Comparison between nitroglycerin and remifentanil in acute hypervolemic hemodilution combined with controlled hypotension during intracranial aneurysm surgery.

Allogenetic transfusion has long been considered to be a relatively safe and extremely effective blood transfusion treatment. However, acute hypervolemic hemodilution (AHH) combined with the remifentanil-induced controlled hypotension (CH) have rarely been examined. Herein, 40 intracranial aneurysm surgery patients were randomly divided into nitroglycerin group (A group, n=20) and remifentanil group (B group, n=20). During intracranial aneurysm surgery, MAP, HR, Hb, and Hct were recorded.
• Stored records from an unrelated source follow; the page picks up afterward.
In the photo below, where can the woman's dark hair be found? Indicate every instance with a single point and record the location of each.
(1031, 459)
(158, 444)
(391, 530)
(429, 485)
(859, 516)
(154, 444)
SjvO2, PjvO2, SaO2, PaO2 were measured, and CaO2, Da-jvO2, CjvO2, CERO2, VADL were calculated. In addition, The venous blood samples were collected for determining PT, TT, APTT, FBG, VIII, VWF and electrolytes. The results show that HR in nitroglycerin group dramatically accelerated and HR in remifentanil group slowed at 30 minutes after hypotension and 5 minutes after aneurysm occlusion (P<0.01) after hypotension. Compared with A group, the SjvO2 and CjvO2 of B group increased significantly and the Da-jvO2 and CERO2 decreased significantly at T3, T4. In addition, There were no significant differences between after AHH and before AHH in two groups (P>0.05) on TT, PT, APTT, FIB, VIII, VWF, Na(+), Cl(-), K(+), Ca(2+). These results suggest that AHH combined with remifentanil-based CH significantly lowered cerebral metabolic rate of oxygen and had effects on blood coagulation without clinical hemorrhagic signs increased and had important clinical significance for blood conservation.